Aber so glatt, wie sie und ihre Eltern das Zukunftsprogramm sich aufgestellt hatten, sollte dieses nicht abgewickelt werden. Die schlimmsten Plänestörer von allen: Krankheit und Tod, sollten auch diese Pläne durchkreuzen. Zwei Jahre vor der anberaumten Wienfahrt brach in dem Städtchen der Typhus aus, und als eines seiner ersten Opfer ward, nach Verlauf von acht Tagen, Oberst Baron Holten hingerafft.
Das war der erste Kummer, der erste große Schmerz in Evas Leben. Sie konnte es gar nicht fassen: ihr Lehrer, ihr Freund, ihr lieber, seelenguter, edler Vater – todt!… Aus dem Hause fortgetragen – ins Grab gelegt – auf ewig, ewig verloren! Wie? er hatte das nicht erleben sollen, wofür er die ganze Zeit gearbeitet, worauf sein ganzes Streben und Hoffen gerichtet war: das Glück seiner Tochter… Ihr war es nun, als wäre das schönste Ziel ihrer Zukunft verfehlt; und ihr Leid war ein so tief empfundenes, daß sie vermeinte, sei jetzt alles alles verloren, als hätte sie gar kein Recht mehr, an ein freundliches Schicksal zu denken.

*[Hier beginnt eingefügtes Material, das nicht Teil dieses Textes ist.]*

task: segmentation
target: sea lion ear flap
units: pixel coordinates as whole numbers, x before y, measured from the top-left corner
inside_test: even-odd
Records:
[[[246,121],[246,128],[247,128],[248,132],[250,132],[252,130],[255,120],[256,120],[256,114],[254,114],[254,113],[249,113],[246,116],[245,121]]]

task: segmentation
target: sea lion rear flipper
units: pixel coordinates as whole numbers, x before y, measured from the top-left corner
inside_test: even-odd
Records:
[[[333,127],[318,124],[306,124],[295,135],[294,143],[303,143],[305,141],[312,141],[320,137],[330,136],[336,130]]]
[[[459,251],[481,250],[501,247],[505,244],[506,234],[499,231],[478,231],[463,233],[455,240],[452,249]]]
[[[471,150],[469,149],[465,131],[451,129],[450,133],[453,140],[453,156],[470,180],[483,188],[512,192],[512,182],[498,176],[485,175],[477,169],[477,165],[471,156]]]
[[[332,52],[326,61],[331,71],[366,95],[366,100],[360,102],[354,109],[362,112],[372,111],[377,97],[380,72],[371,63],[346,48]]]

Und in der That: die nächste Zukunft gestaltete sich nichts weniger als freundlich für das junge Mädchen. Die Lebensverhältnisse wurden noch knapper als zuvor, denn mit dem Tode des Obersten war dessen Ruhegehalt weggefallen und Mutter und Tochter mußten von der Apanage leben, welche nunmehr – auch auf die Hälfte herabgemindert – der Baronin Holten als Wittwengehalt gewährt wurde. In der ersten Zeit, wo die Beiden nur der Trauer lebten, in die der Verlust des Gatten und des Vaters sie versetzt hatte, ging ihnen ihre Verarmung nicht so nahe, dieselbe war ihnen nur wie eine matte Nebenerscheinung des andern, eigentlichen Unglücks.